In the current environment and over the past decade, the beta between US Treasury and S&P 500 returns was negative. When rates rose, the bond hedge outperformed the options strategy (Display 2). The options strategy lost value because of three factors: beta (the sensitivity of the S&P 500 to changes in US Treasury yields), falling volatility (which hurts options) and rising rates. Risk parity loses only on the first two counts, and is helped by the positive yield-curve roll and yield carry of US Treasuries over the one-year period. The strategies post similar returns when rates fall: the positive roll and carry of US Treasury bonds offset the outperformance of the options strategy from the other factors.
When the Treasury/S&P 500 beta is positive—an uncommon environment since the 1990s—the options strategy doesn’t fare well. It needs more equity exposure to stay in sync with the risk-parity portfolio, causing it to underperform in a rising-rate environment, when equities decline. These scenarios typically happen in periods of stagflation (slow growth and high inflation)—most developed countries haven’t seen this since the 1970s. However, such a scenario isn’t outside the realm of possibility.

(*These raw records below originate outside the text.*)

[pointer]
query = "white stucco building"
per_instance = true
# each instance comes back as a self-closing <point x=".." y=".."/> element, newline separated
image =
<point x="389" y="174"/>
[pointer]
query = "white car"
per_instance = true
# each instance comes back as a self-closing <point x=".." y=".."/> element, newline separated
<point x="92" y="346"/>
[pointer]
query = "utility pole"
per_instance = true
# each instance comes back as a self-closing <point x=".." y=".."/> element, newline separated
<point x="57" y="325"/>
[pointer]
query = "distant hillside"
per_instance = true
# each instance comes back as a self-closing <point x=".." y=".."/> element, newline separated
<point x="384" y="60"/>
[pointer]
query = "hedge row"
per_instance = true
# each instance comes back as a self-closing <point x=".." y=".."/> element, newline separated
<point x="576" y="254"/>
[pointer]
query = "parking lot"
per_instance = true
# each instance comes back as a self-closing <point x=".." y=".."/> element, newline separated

Keeping the Balance in Balanced Strategies
So, in most scenarios, bonds provide more effective hedging than options do, and the simple passage of time benefits bonds over options in all scenarios. Over longer horizons than one year, carry and roll benefit bonds while creating added drag for the options.

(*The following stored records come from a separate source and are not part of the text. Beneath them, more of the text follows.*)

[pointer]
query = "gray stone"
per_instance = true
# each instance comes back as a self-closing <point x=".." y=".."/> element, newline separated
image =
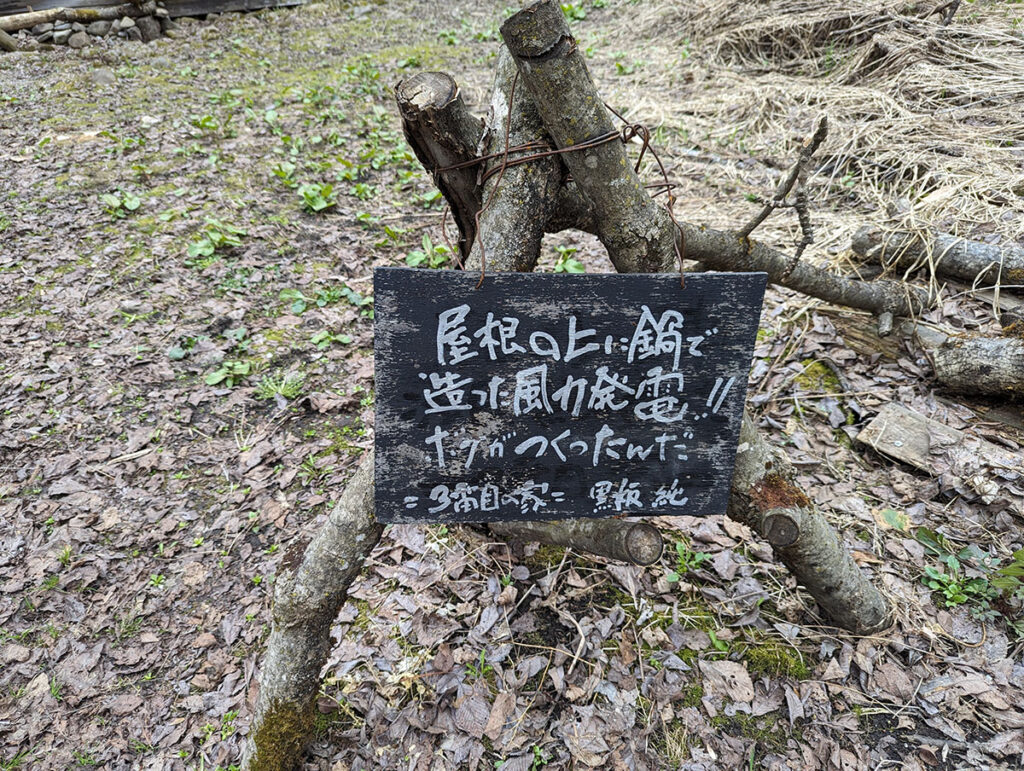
<point x="102" y="76"/>
<point x="148" y="27"/>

This analysis seems to refute the doom-and-gloom predictions for risk-parity strategies. It also reinforces a key principle that seems to have been lost in the debate—that levering bonds can be an effective and cost-effective way to maintain balance in balanced strategies.
The views expressed herein do not constitute research, investment advice or trade recommendations and do not necessarily represent the views of all AllianceBernstein portfolio-management teams.
Michael DePalma is Chief Investment Officer of Quantitative Investment Strategies and Arnab Nilim is Portfolio Manager of Quantitative Investment Strategies, both at AllianceBernstein, L.P. (NYSE:AB).